To shed light on 50 Cent’s much-publicised finances, I have brought Josh, an accountant, with me to the O2 Arena. Josh speculates that 50 Cent has put one of his companies into chapter 11 bankruptcy (the restructuring kind) as a stalling tactic. A court has ordered that he must pay $5m in damages to Lastonia Leviston – who has a child with 50’s rival MC Rick Ross – for leaking a sex tape in which she features. Fiddy may be betting that Leviston will settle for a smaller sum, rather than wait out a process that could take years.
Where would 50 Cent (real name Curtis Jackson), the man who had a worldwide smash with P.I.M.P., have got the idea that women are disposable objects in a contest between male protagonists? We get to see the P.I.M.P. video in full, by way of a reminder. Jackson does not squander money he purportedly hasn’t got on production values: a light panel for the DJ and a video screen behind him replaying old clips represent the most advanced low-budget technology of 2004.

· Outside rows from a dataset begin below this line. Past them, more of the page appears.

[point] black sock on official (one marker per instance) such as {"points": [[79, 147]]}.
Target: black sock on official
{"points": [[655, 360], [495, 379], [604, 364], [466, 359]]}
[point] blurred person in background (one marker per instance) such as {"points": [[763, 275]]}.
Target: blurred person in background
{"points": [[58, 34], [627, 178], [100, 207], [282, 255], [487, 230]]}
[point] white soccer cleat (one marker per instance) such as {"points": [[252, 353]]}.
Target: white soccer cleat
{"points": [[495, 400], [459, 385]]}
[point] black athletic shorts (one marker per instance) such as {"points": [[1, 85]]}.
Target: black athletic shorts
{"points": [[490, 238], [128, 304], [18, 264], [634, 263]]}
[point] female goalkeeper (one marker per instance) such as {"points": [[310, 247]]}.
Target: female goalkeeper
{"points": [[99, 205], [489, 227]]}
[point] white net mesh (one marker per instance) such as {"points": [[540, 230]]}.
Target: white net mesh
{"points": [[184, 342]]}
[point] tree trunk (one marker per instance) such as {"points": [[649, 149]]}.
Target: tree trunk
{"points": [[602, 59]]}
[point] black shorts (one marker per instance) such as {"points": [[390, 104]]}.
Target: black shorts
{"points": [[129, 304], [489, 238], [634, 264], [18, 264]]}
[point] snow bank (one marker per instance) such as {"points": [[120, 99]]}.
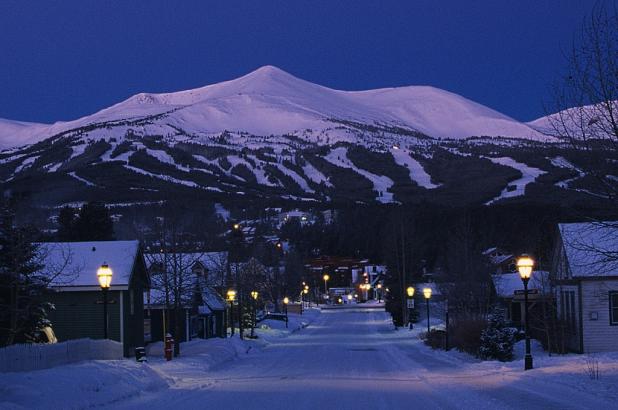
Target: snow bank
{"points": [[78, 386]]}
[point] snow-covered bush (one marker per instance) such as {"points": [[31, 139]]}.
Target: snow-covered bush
{"points": [[465, 333], [497, 339]]}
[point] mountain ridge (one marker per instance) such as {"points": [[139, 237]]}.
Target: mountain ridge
{"points": [[272, 101]]}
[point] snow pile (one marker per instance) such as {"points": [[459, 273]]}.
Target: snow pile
{"points": [[529, 175], [76, 386]]}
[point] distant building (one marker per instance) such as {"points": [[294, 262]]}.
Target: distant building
{"points": [[77, 296], [585, 264]]}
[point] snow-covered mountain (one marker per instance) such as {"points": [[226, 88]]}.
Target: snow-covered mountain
{"points": [[589, 120], [269, 135], [270, 101]]}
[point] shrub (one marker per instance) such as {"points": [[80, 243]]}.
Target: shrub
{"points": [[465, 334], [497, 339], [436, 338]]}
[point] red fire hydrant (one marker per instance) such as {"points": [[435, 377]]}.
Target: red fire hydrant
{"points": [[169, 347]]}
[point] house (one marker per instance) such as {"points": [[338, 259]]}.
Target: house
{"points": [[202, 275], [585, 264], [77, 296], [509, 290]]}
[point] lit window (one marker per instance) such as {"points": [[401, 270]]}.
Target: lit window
{"points": [[613, 308]]}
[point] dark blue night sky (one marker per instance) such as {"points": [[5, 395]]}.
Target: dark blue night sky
{"points": [[65, 59]]}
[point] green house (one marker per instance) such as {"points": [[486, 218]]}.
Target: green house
{"points": [[78, 298]]}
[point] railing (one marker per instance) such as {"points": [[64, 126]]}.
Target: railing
{"points": [[27, 357]]}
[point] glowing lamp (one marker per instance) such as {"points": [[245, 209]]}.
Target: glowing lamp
{"points": [[524, 265]]}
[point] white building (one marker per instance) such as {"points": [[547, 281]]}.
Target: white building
{"points": [[585, 264]]}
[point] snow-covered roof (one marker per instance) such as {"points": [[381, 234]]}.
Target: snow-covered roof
{"points": [[435, 288], [214, 262], [507, 284], [75, 264], [591, 248]]}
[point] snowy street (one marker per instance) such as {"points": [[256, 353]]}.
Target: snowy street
{"points": [[354, 359]]}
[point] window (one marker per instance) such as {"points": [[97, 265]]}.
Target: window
{"points": [[567, 306], [132, 302], [613, 308]]}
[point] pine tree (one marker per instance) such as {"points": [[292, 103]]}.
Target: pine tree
{"points": [[91, 223], [497, 339], [23, 311]]}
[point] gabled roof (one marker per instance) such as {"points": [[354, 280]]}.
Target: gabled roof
{"points": [[591, 248], [75, 264], [507, 284], [212, 299]]}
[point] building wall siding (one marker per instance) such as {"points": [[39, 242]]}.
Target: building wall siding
{"points": [[80, 314], [599, 335]]}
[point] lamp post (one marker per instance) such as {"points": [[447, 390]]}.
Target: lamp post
{"points": [[302, 300], [427, 294], [524, 265], [254, 296], [326, 278], [286, 300], [104, 274], [410, 293], [231, 295]]}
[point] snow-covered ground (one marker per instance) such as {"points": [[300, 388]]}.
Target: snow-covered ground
{"points": [[529, 175], [416, 170], [345, 359]]}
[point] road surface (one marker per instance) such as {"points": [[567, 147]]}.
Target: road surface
{"points": [[354, 359]]}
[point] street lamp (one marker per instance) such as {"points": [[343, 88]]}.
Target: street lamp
{"points": [[254, 296], [286, 300], [427, 294], [410, 292], [326, 278], [104, 274], [231, 295], [524, 265]]}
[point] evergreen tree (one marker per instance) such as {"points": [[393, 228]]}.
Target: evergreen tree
{"points": [[92, 223], [66, 221], [23, 311], [497, 339]]}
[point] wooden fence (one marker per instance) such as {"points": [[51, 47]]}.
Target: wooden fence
{"points": [[27, 357]]}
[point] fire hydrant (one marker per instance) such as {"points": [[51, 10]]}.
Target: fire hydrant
{"points": [[169, 347]]}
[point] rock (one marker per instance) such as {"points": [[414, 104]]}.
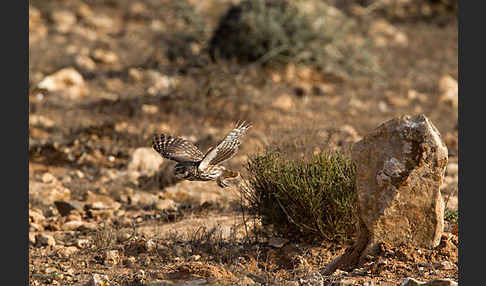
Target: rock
{"points": [[104, 56], [452, 169], [37, 28], [68, 82], [145, 161], [82, 243], [66, 207], [36, 216], [166, 205], [32, 238], [150, 109], [48, 193], [399, 170], [85, 62], [159, 83], [150, 245], [385, 34], [284, 102], [48, 178], [342, 282], [45, 239], [72, 225], [64, 20], [313, 279], [436, 282], [449, 91], [100, 202], [97, 280], [445, 265], [67, 252], [142, 198], [277, 242], [112, 257]]}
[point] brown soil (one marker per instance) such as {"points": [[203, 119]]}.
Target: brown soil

That song is a belter, though, and one of several. For all the violence, sleaze and braggadocio in his lyrics, 50 Cent is one of the poppiest acts to make it big in hip-hop. The definitive quality of his music is its bounce. When he and G-Unit line up, rhyme and croon, there’s unmistakably something of the doo-wop group about them. This 50 Cent is no surly street ogre, but a smiling entertainer who’s just pleased to be here for his audience.
He approaches the set like a mixtape, switching in and out of numbers, rarely settling for long on anything. He never lets energy fritter away into the soul-sapping hollowness of this concrete bowl. It is, in Josh’s expert opinion, “a solid show”. I concur.